We are excited to announce the release of Confluent Platform 5.0, the enterprise streaming platform built on Apache Kafka®. At Confluent, our vision is to place a streaming platform at the heart of every modern enterprise, helping infrastructure owners get the most out of Kafka and empowering developers to build powerful applications with real-time, streaming data. With a comprehensive streaming platform, companies can better integrate all their disparate data sources into a single source of truth and respond in real time to every event affecting the business.
Since the release of Confluent Platform 1.0, we have provided an enterprise-class streaming platform that includes the latest in streaming technology based on Apache Kafka. Our latest release introduces significant new capabilities, from making infrastructure more secure, reliable and easier to manage, to enabling more powerful applications with streaming data.
With Confluent Platform 5.0, operators can secure infrastructure using the new, easy-to-use LDAP authorizer plugin and can deliver faster disaster recovery (DR) thanks to automatic offset translation in Confluent Replicator. In Confluent Control Center, operators can now view broker configurations and inspect consumer lag to ensure that they are getting the most out of Kafka and that applications are performing as expected.
We have also introduced advanced capabilities for developers. In Confluent Control Center, developers can now better understand the data in Kafka topics due to the new topic inspection feature and Confluent Schema Registry integration. Control Center presents a new graphical user interface (GUI) for writing KSQL, making stream processing more effortless and intuitive as well. The latest version of KSQL itself introduces exciting additions, such as support for nested data, user-defined functions (UDFs), new types of joins and an enhanced REST API. Furthermore, Confluent Platform 5.0 includes the new Confluent MQTT Proxy for easier Internet of Things (IoT) integration with Kafka. The latest release is built on Apache Kafka 2.0, which features several new functionalities and performance improvements.
Operationalizing enterprise infrastructure is hard, and Apache Kafka is no exception. Our mission at Confluent is to make managing Kafka easy, and the latest release of Confluent Platform helps operators do just that.
Secure Kafka using the new LDAP authorizer plugin and control feature access in Confluent Control Center
As customers adopt Confluent Platform for their mission-critical data, security becomes an important consideration. Operators need to be able to easily manage user access to sensitive data, but doing so in Kafka has historically been difficult. Because security is top-of-mind for many of our customers, we have made several investments to improve security management in Confluent Platform and will continue providing new security features in later releases.
The majority of enterprises standardize on AD/LDAP for identity-related services.
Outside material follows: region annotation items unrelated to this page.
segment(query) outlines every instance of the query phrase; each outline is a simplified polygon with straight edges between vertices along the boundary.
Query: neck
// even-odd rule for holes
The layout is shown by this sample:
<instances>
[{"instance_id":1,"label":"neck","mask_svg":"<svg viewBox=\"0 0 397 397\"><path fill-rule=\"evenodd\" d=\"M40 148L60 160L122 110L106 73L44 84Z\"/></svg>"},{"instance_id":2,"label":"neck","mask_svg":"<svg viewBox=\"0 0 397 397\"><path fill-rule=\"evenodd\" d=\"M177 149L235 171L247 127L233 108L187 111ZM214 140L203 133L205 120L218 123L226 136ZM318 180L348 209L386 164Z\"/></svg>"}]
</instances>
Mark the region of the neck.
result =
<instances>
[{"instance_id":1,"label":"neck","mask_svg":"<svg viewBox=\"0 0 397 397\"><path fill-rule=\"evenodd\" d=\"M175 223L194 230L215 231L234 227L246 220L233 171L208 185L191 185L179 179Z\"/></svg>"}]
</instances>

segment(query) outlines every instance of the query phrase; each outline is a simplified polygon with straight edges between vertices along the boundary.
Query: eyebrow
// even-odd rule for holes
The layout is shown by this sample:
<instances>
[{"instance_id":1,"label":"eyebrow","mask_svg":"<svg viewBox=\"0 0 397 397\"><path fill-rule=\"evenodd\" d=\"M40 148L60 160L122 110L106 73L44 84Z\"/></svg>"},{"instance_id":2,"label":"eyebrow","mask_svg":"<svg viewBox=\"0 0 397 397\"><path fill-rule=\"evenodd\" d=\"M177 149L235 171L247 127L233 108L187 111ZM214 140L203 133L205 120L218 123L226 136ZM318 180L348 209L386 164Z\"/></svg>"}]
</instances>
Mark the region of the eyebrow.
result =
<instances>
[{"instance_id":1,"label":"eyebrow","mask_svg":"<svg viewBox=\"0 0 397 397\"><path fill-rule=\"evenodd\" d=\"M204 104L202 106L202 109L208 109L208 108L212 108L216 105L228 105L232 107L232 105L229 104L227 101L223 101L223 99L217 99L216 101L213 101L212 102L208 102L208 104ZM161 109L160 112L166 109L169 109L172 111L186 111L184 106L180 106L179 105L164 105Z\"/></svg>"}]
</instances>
The latest release of Confluent Platform introduces an LDAP authorizer plugin to set up access control for Kafka, allowing customers to use the user-group mappings in their LDAP server. The plugin works with any security protocol by mapping an authenticated user principal to one or more groups and allowing user-principal-based ACLs, as well as group-based ACLs. This simplifies access control management because a smaller number of rules can be used to manage access to groups or organizations.
Enterprises also need to ensure that end users cannot access sensitive data via Control Center for security and compliance reasons. In order to let administrators control application-wide access to features that reveal topic data, we have included feature access controls for topic inspection, schemas, and KSQL. When customers restrict access to a feature via the configuration file, Control Center’s UI will reflect this change upon startup, and users cannot circumvent these protections in any way.
Minimize disaster recovery time with automatic offset translation in Confluent Replicator
The disaster recovery (DR) response process is complex. Operators need to ensure that the data is replicated, applications failover, and applications then switch back when the original data center (DC) has recovered. Replicator supports operators along each step of the process by providing automation that minimizes the work needed during a DR response.
Replicator already automates the replication of topic messages and related metadata. With Confluent Platform 5.0, it also ensures that consumer offsets are available on the secondary cluster. When consumer client applications failover to the secondary cluster, Replicator handles consumer offset translation so that they can resume consuming near the last point they stopped consuming at in the original cluster. This minimizes the reprocessing that consumers needs to do in a disaster scenario without skipping messages.
To facilitate application failover and switch back in Confluent Platform 5.0, Replicator adds support for protection against circular replication. This guarantees that if two Replicator instances are configured to run, one replicating from DC1 to DC2, and the second instance configured to replicate from DC2 to DC1, Replicator will ensure that messages replicated to DC2 are not replicated back to DC1, and vice versa. As a result, Replicator safely runs in each direction.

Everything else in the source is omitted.